Across many domains of social and professional life, the sciences seek to influence publics through entertainment and news media, education, dialogue and debate. This module will identify the ways in which such attempts to influence or engage public perceptions of the sciences can be investigated through specific case studies. There have been particular flashpoints at the nexus of science, media and public policy in recent years. Controversies over human cloning, embryonic stem cell research, genetically modified crops, alternative medicine, the bioethics of zoos and the climate change agenda each hold important lessons for understanding the role of mass media, stakeholders and citizens in shaping public policy. These cases show how knowledge, power and legitimacy are marshalled in struggles for dominance and consensus over science in the public realm. A sociological account of these cases will be developed to critically assess the processes of public understanding and engagement with science, media coverage and science policy consultation.

Social Epistemology

Lately I’ve found myself increasingly absorbed by the notion of ‘Social Epistemology‘. We are of course uniquely privileged at Warwick in having the accomplished Professor Fuller within the department, who has throughout his career, played a pivotal role in bringing this discipline to light. Engaging with his teachings have provided me with something of a coherent academic framework to interpret my own critical impulse towards Scientific authority.

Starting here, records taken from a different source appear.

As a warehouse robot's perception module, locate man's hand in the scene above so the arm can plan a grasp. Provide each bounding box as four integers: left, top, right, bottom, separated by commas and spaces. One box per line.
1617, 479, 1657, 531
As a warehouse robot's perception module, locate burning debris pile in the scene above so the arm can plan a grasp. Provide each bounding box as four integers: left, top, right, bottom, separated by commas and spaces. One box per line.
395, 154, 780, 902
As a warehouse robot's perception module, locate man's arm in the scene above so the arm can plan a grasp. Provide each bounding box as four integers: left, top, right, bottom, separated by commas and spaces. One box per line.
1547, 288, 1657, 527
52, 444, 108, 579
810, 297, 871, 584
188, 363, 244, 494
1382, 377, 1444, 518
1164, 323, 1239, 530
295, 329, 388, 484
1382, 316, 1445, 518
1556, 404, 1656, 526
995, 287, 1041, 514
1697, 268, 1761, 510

I’m particularly interested in the implications of this critical approach to biomedical fields such as Psychology or Cognitive Neuroscience which aspire toward establishing a comprehensive, unified understanding of the mind.

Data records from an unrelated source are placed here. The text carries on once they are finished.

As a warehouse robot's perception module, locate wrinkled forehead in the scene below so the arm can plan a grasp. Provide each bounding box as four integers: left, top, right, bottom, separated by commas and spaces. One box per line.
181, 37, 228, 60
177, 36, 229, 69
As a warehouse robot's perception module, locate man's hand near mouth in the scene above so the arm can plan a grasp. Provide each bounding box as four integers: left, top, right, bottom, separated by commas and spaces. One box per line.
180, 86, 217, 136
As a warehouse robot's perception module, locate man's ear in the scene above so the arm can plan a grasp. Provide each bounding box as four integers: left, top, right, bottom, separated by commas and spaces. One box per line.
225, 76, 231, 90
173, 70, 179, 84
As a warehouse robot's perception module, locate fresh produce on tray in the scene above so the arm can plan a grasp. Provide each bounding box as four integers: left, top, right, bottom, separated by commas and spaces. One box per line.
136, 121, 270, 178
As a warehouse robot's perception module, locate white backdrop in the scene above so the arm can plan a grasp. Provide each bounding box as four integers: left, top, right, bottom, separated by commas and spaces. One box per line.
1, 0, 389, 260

I feel this is a particularly interesting area of enquiry for the modern, secular scientific enterprise, given that this is the faculty which has historically awarded the human species its presumably privileged status above other forms of life on earth – perhaps borne out of a religious sensibility? Fuller himself reasons that the early history of science was animated by the belief held in Abrahamic faiths, that humans are created in the ‘image and likeness’ of God.  According to the critical principles outlined by Social Epistemology, If the degree of trust and authority that the public has invested in fields such as clinical psychology or neuroscience is disproportionate or misplaced, then needless to say, there follows some strong public policy implications surrounding the classification and treatment of mental illness.

Correspondingly my research project is concerned with how perspectives on the nature and treatment of mental illness are constructed in a developing country, and in particular to what extent westernized medical science versus traditional, mystified religiosity informs its treatment. In the broadest sense, I’m interested in how different models of mental health care may arise under different circumstances, as well as how they establish and uphold their authoritative legitimacy. So in this light, I’ve been fortunate enough to have had some personal correspondence with Professor Fuller over the course of the year, and he’s been exceptionally helpful in addressing the queries that have arisen whilst absorbing his published work.